No, I’m not talking about me not being able to perform. I’m talking about spam. You know the ones. The subject line says something like “Pizza for two” and the ad shows a picture of a beautiful woman holding her favorite toy, smiling like the cat who ate the canary. They want me to buy their pills. But I don’t need them.
The next one bopped me on the nose. Another come on. Spam about something I don’t need, asking me to get my tires rotated, or something like that. As if I could do that through e-mail.

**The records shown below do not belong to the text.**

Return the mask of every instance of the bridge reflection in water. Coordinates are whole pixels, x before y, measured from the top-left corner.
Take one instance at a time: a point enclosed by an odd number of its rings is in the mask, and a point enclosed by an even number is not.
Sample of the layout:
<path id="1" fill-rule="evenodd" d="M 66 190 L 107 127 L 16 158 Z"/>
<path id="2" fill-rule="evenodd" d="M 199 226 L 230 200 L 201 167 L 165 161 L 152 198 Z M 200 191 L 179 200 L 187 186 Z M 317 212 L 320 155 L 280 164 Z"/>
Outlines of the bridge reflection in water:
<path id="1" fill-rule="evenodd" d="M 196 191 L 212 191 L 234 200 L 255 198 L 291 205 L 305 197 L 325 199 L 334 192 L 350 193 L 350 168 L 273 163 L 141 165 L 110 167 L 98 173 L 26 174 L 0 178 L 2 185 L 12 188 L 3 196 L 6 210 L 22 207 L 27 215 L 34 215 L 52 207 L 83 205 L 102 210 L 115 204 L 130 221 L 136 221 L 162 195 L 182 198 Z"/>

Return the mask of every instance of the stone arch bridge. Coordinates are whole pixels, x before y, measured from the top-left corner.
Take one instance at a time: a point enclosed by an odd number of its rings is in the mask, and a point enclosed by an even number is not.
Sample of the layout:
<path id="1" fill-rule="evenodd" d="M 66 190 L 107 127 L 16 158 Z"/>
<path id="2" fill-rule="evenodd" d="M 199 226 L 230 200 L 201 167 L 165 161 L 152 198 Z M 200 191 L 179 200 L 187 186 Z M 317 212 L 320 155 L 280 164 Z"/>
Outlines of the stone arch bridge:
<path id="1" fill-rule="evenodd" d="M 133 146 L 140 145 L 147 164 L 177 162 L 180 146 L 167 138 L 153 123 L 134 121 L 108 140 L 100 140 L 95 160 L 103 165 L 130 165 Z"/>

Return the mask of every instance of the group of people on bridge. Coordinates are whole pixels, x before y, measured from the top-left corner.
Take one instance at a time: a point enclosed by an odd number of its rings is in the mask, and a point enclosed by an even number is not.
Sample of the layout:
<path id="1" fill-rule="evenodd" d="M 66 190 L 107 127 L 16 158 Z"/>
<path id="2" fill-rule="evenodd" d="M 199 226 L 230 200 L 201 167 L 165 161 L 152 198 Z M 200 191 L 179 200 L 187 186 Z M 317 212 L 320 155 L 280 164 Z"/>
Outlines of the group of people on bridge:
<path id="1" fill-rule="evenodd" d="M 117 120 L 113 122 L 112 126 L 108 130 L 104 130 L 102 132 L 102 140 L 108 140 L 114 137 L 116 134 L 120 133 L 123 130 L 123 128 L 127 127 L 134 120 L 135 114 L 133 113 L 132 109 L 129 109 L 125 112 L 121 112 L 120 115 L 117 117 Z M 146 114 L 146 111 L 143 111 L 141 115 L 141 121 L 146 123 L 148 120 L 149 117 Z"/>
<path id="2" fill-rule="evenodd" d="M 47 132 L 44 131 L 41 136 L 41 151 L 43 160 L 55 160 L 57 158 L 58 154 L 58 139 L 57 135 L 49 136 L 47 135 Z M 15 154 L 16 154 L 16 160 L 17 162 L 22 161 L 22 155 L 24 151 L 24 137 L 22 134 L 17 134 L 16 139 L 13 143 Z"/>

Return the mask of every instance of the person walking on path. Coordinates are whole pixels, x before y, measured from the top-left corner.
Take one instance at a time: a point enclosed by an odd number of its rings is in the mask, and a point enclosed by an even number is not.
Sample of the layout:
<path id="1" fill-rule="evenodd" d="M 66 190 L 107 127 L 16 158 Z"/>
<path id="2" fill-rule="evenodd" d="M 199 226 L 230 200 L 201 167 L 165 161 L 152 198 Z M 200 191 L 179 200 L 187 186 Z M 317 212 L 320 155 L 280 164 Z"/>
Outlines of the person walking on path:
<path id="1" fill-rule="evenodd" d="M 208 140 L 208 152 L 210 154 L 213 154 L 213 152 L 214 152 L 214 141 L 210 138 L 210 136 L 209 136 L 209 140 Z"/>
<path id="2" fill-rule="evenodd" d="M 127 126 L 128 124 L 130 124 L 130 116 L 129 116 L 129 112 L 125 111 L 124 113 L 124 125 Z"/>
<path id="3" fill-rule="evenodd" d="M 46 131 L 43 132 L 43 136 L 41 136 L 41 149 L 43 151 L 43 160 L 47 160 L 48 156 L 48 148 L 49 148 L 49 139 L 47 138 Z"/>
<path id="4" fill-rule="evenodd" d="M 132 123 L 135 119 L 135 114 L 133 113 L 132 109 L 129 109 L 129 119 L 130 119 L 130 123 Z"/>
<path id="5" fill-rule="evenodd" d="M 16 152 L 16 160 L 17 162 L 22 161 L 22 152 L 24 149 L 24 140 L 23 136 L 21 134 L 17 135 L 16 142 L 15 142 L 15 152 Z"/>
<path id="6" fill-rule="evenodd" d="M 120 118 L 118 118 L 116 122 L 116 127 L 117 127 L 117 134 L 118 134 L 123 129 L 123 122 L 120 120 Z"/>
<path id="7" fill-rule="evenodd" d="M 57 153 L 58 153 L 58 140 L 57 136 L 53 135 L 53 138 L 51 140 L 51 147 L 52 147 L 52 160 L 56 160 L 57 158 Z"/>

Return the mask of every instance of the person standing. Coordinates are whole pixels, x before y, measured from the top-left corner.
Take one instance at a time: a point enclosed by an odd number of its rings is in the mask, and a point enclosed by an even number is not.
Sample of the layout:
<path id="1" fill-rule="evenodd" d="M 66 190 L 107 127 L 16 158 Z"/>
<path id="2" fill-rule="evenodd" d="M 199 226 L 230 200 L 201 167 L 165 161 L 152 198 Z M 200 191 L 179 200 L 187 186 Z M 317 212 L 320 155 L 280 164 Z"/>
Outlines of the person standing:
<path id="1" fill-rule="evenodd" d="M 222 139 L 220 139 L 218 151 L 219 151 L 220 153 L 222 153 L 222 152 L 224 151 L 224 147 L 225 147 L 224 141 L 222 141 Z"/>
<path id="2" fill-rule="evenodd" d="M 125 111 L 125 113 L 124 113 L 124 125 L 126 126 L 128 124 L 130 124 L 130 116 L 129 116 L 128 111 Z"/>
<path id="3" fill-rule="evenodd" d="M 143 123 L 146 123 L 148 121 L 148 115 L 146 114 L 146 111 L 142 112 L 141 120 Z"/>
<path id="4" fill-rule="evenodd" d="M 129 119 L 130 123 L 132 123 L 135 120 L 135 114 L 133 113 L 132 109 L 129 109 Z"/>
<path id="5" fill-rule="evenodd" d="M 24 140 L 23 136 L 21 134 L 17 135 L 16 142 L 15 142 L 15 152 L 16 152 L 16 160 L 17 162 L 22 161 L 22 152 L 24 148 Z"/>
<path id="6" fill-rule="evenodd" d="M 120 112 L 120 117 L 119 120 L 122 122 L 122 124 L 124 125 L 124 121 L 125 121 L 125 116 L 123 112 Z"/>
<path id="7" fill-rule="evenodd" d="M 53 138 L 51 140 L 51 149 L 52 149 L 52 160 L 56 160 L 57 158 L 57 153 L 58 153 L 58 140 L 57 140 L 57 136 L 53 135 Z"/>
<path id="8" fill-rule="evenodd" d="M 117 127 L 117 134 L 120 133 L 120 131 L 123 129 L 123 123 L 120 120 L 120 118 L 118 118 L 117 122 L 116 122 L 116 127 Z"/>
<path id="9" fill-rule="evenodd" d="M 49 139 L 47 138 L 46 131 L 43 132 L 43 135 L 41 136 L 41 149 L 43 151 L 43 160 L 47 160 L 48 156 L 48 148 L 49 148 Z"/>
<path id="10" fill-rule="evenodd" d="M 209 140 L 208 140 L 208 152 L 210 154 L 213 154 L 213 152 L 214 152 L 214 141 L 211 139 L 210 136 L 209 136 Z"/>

Then, I got a busted lip. The guy actually wanted to teach me how to do Internet marketing. I nearly fell off my chair in laughter. There was no opt-out option, no “Unsubscribe me from this list” link, no “No Thanks” button. Heck, it didn’t even come from a real address. In fact, there was no address at all in the “From” box so Outlook wouldn’t let me add it to my Junk Mail list. I thought, “Do you teach about the spam laws in your Internet marketing course?” Guess not.
It’s getting out of hand. All these spam messages. If you took out the petering out ads, porn, online gambling, and come ons from desperate Internet marketing gurus there might not be any spam at all. That’s the sad state of the global Information Superhighway. I thought the SPAM-ACT was supposed to cut down on spam. I think there’s more today than ever. That alone is reason not to do it. Want more? Here’s the list:
- Spam doesn’t produce many orders
- It’s illegal
- It’s annoying
- It doesn’t close sales
- There’s a reason they call it spam
- Spam is ineffective advertising
- Takes too much time to produce the spam material for such a small return
- Spam produces the least amount of traffic and sales of all the Internet marketing tactics
- Did I mention spam is illegal and ineffective?
- I’ll say it again, spam doesn’t work
If you must engage in some form of e-mail marketing, stay away from spam. It’s illegal, annoying, and doesn’t work. Besides, you’ll get a bad reputation and when you do something that does work, people who know about your spam days won’t want to do business with you. How many more reasons do you need?




Spam is to today what the proverbial slimey, sneaky used car sales tactics were to yesteryear…
Honestly, you’d have to be slimey, sneaky, and probably stupid to use spam to market…
~Adam
The biggest problem with spam IMHO is that it uses up a lot of bandwidth actually slowing the entire internet down.
If it wasn’t for that, I wouldn’t even care about it at all. We get junk mail in our snail mail box all the time, yet there is no Anti-Junkmail Act. They use up trees to send that stuff out.
It’s simple to delete spam. I have to actually wad up and throw away junkmail and take the trash out.
Anyone dumb enough to buy from a spammer deserves what they get. Well, if they really really need to enlarge something, maybe that’s okay.
Yes Sylvia, like the comment you made here. Great example.